Destacá-la tem aqui a função de
alertar como o otimismo ou o
pessimismo quanto ao país
acompanha as diversas interpretações propostas. Para seus intérpretes, o Brasil sempre foi um objeto de afeto. Sendo impossível
detalhar as interpretações consideradas, apenas se acentue: o conservadorismo otimista de Freyre
encontrará direção diversa no
"Raízes do Brasil", de Sergio
Buarque. Já não mais caberá a
simples alternativa, pessimismo
ou otimismo. Escrevendo no
mesmo momento da crise das oligarquias, Sergio Buarque adensa
para frente. O futuro do país dependia do Estado que se formasse
a partir do destaque dos centros
urbanos, da industrialização apenas nascente, da capacidade, em
suma, que tivessem os agentes políticos em implantar, contra o
"homem cordial" -aquele que,
guiado por suas afeições, não distingue o público do privado e que,
então, faz da máquina do Estado o
prolongamento de sua propriedade e o dirige como coisa própria
-, o tempo da racionalidade. Dizê-lo é implicitamente chamar a
atenção para o weberianismo de
Sergio Buarque.
(Tem razão o autor em acentuar
a pouca importância de se determinar se foi Sergio Buarque o primeiro, entre nós, a falar de Weber;
basta saber que foi o primeiro a
efetivamente fecundá-lo. Mesmo
por isso, entretanto, dado o sentido amplo que o autor concede a
"identidades", caberia perguntar
por que não incluiu um capítulo
sobre "Os Donos do Poder", de
Raymundo Faoro.)
Nos quatro capítulos restantes,
a questão obsessiva que se pode
esperar do país receberá outra tematização: o culturalismo de Sergio Buarque cederá ao marxismo
de diversos matizes dos autores
então considerados. Se em Werneck Sodré o otimismo se liga à
suposição de que o país está pronto para o salto socialista, se, no
Caio Prado de "A Revolução Brasileira" (1966), o otimismo se
transmuda em crítica agressiva
contra a rigidez do marxismo oficial, que provocara a conduta do
PC quanto à política de João Goulart e a menosprezar a reação que
afinal se impôs quase sem resistência, crê-se, entretanto, ainda
possível manter-se o otimismo.
Nos dois últimos autores tratados, F. Fernandes e F.H. Cardoso,
a análise da dependência quanto
ao capitalismo internacional muda o teor da resposta. À medida
mesmo que Fernandes denunciava o economicismo das análises
marxistas precedentes, compreendia os limites da burguesia
nacional. Esta restringe sua modernização à esfera econômica;
nas demais, apenas faz um discurso farsesco e decorativo. Já em
F.H. Cardoso, surpreendentemente, esse reconhecimento da
dependência não prejudica o otimismo. Daí a comparação que
Reis faz dele com Freyre: assim
como este tomara a miscigenação
como fonte de otimismo, assim
Cardoso separa a "dependência
estrutural" da subordinação colonialista.

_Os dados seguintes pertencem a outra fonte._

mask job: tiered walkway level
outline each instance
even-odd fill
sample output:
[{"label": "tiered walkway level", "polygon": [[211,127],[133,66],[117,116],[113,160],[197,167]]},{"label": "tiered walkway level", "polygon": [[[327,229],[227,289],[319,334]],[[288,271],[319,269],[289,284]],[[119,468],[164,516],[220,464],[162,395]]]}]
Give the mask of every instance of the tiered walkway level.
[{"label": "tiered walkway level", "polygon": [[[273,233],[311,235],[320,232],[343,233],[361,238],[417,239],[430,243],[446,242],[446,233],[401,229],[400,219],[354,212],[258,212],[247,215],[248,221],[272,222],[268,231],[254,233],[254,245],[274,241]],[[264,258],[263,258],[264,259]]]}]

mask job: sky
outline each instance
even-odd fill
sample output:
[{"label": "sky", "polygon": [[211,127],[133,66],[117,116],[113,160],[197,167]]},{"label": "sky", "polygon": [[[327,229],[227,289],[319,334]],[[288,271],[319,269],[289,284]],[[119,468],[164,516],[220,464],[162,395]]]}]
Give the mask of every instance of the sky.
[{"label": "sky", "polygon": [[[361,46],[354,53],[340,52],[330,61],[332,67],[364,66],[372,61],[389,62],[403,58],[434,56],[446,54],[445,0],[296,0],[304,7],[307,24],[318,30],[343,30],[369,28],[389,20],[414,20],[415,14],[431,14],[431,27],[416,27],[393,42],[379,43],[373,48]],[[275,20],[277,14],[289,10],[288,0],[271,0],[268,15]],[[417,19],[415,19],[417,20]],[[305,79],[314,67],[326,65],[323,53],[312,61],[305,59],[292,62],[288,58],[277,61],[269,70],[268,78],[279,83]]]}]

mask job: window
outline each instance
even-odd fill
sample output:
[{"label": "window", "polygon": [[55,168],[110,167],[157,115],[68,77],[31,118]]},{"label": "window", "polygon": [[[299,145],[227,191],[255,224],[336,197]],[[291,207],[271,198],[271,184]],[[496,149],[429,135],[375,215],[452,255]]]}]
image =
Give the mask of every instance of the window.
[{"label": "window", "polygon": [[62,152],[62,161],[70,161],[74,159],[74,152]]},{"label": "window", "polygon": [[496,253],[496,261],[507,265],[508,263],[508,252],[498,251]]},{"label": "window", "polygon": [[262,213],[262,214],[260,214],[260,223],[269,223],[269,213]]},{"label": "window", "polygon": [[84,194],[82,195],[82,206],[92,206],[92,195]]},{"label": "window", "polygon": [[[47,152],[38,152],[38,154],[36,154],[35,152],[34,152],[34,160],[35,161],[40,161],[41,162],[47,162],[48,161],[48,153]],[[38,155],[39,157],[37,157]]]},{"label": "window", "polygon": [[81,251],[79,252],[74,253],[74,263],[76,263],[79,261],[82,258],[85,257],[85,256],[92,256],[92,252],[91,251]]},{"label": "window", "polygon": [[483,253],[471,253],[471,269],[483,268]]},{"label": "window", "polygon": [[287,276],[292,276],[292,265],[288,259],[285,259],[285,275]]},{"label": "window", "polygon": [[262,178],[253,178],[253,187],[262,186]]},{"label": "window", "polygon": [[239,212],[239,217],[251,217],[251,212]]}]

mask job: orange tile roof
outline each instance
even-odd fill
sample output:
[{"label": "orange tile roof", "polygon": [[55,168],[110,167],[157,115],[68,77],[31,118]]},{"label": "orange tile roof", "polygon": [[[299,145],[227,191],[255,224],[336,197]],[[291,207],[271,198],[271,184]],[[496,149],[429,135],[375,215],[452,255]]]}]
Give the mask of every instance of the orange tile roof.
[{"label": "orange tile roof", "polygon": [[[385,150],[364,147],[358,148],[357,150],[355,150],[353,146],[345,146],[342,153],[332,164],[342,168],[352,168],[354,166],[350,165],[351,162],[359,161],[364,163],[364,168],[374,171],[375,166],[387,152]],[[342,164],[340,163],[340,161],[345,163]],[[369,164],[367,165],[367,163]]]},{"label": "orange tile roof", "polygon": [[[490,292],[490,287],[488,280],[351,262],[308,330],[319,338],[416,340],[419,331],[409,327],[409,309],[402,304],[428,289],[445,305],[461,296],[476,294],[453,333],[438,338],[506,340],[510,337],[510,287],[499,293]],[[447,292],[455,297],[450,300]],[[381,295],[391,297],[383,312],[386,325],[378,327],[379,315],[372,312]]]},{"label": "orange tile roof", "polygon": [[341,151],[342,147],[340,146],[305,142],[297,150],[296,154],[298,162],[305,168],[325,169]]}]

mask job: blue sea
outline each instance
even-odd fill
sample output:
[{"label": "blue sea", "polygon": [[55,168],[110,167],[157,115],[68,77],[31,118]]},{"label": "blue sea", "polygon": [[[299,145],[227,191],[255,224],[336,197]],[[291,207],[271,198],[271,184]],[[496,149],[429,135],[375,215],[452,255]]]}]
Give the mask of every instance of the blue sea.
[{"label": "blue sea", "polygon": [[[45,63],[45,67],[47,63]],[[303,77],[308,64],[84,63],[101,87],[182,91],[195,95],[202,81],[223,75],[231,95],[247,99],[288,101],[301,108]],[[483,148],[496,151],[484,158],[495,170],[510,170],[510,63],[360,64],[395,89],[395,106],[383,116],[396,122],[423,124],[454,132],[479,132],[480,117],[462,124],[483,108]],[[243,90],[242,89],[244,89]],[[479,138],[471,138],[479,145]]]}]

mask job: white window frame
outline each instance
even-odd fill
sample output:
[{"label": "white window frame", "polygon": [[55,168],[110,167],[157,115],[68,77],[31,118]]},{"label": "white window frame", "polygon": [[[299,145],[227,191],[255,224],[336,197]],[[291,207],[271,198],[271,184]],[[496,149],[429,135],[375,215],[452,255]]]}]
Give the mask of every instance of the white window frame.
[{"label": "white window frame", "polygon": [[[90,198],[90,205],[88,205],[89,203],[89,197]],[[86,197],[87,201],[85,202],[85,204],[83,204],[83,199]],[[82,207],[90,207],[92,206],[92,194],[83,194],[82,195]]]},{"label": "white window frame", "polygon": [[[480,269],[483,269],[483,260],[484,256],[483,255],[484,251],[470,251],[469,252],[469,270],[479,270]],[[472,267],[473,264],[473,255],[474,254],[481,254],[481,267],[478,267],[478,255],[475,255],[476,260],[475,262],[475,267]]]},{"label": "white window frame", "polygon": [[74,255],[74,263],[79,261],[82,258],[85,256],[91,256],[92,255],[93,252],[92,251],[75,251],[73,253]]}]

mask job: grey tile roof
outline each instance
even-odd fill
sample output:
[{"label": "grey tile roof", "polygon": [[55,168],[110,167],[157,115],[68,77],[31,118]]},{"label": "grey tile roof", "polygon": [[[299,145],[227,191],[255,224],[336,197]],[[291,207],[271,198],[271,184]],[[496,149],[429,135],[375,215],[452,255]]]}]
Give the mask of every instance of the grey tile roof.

A dependência, inevitável -"a
realidade latino-americana é a da
dependência capitalista"-, não
equivaleria à permanência da colonização. É o caso de perguntar:
era o sociólogo que falava ou a
teoria sociológica já servia de
trampolim para o homem político? A consideração da alternativa
nos lembra o início do "Que País
É Este?" (Revan, 1999), do ex-ministro João Sayad: "Não temos
um projeto para o país, deixamos
de ousar, chegamos sem idéias
novas". Terá sido esse o preço a
pagar pela dependência sem subordinação?
Luiz Costa Lima é ensaísta, crítico e professor da Uerj e da PUC-RJ, autor de "Vida e Mimesis" (Ed. 34), entre outros. Ele escreve
mensalmente na seção "Brasil 500 d.C.".